Lotte, South Korea's biggest department store with more than a score of branches, saw beef sales fall 70-80 percent immediately after the US mad cow case. Domestic beef sales have gradually recovered but imported beef sales were still slow.
"The impact was huge. No single meat was sold right after the news was reported," Byung-soo Lee, an official at the store said.
Its total beef sales fell 30 percent last year from about 50 billion won ($48.40 million) in 2003, he said.
In an effort to regain consumer trust, Lotte and other stores have begun providing DNA tests to ensure the authenticity of Hanwoo.
"Orders for beef DNA test have piled up... we brought a new big fridge to store so many samples," said Myoah Baek, an official at Kogenebiotech Co. Ltd. "We often receive phone calls from beef consumers who wonder if we did the DNA tests."
With polls showing some 85 percent of consumers including housewives are worried about the food supply, they often opt for home-grown beef despite the fact that imported beef usually costs 40 percent less.

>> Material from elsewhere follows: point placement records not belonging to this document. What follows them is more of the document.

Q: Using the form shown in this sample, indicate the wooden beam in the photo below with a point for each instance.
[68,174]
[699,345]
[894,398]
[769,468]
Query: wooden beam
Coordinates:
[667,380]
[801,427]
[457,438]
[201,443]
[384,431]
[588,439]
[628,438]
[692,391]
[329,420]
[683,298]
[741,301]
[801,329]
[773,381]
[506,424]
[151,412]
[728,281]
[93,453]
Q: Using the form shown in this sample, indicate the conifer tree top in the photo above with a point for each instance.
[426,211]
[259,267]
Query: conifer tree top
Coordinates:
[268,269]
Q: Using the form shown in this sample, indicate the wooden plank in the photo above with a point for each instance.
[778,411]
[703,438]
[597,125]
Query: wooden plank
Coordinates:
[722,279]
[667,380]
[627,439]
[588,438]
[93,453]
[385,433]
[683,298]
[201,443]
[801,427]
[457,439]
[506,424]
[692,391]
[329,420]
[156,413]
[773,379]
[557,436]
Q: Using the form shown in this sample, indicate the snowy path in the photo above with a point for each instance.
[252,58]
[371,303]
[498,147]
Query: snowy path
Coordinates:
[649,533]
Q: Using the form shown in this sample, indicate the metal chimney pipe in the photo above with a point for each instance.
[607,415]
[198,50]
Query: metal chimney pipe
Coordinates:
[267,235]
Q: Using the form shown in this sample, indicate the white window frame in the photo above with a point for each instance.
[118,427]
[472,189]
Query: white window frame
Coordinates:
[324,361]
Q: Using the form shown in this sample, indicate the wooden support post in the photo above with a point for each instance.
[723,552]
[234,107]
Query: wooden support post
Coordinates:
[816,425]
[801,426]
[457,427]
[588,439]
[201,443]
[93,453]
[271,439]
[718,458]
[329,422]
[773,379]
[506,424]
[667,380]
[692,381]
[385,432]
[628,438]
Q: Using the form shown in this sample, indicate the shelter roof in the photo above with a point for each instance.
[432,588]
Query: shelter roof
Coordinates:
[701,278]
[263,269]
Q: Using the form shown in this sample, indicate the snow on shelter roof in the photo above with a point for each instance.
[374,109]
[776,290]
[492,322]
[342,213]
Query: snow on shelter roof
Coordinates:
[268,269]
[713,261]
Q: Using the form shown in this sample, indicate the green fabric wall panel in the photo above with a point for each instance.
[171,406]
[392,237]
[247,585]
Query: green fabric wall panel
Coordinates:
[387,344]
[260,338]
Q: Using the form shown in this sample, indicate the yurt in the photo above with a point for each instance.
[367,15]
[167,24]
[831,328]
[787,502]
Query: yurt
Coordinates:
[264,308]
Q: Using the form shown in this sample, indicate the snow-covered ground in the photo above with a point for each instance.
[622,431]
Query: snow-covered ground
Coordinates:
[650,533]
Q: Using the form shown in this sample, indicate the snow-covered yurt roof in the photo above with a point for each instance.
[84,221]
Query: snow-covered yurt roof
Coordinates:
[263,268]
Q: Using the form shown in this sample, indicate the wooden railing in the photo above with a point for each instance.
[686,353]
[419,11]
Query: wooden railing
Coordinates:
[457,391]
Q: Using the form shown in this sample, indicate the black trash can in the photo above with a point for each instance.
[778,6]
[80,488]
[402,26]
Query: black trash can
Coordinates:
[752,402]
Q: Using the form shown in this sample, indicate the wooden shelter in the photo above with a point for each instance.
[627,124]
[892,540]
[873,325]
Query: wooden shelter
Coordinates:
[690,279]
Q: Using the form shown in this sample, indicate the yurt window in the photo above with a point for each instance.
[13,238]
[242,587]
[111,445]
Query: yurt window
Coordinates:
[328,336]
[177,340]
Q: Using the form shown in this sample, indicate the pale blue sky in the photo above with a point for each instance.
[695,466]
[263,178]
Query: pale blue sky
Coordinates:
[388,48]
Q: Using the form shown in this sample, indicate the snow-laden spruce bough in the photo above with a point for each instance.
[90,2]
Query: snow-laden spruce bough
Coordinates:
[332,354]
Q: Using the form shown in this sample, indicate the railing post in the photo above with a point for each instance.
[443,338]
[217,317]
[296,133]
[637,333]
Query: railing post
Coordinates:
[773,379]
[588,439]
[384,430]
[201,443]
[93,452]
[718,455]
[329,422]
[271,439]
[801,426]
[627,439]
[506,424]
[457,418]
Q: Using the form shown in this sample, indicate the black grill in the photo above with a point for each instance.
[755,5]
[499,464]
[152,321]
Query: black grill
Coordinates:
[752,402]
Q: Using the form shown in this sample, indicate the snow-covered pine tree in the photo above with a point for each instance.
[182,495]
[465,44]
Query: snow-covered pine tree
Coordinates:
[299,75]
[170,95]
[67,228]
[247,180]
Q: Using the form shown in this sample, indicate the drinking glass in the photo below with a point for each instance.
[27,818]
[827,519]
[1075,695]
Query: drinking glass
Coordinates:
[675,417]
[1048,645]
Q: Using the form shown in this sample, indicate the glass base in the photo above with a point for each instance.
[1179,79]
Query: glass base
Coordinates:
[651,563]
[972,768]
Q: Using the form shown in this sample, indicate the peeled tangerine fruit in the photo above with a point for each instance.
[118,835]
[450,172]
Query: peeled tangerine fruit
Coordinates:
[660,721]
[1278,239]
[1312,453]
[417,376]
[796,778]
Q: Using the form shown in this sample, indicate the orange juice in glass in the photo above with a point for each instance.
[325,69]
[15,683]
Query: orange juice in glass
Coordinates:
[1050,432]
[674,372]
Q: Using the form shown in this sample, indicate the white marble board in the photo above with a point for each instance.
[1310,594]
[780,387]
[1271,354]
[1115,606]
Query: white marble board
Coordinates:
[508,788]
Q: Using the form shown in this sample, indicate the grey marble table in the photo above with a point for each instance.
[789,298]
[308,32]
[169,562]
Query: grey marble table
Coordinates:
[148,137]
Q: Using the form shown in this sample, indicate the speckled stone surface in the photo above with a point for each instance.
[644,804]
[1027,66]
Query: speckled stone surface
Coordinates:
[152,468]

With demand returning for beef, Korean ranchers are expected to raise beef production as much as 11 percent to 1.84 million cattle this year, following a 12-percent rise last year.
But the country will still needs imports to fill the gap while the beef of Australian and New Zealand has limited appeal in South Korea.
"Consumers seem to prefer tastes of grain-fed US beef, compared with grass-fed beef in Australia and New Zealand," an official at the agriculture ministry said.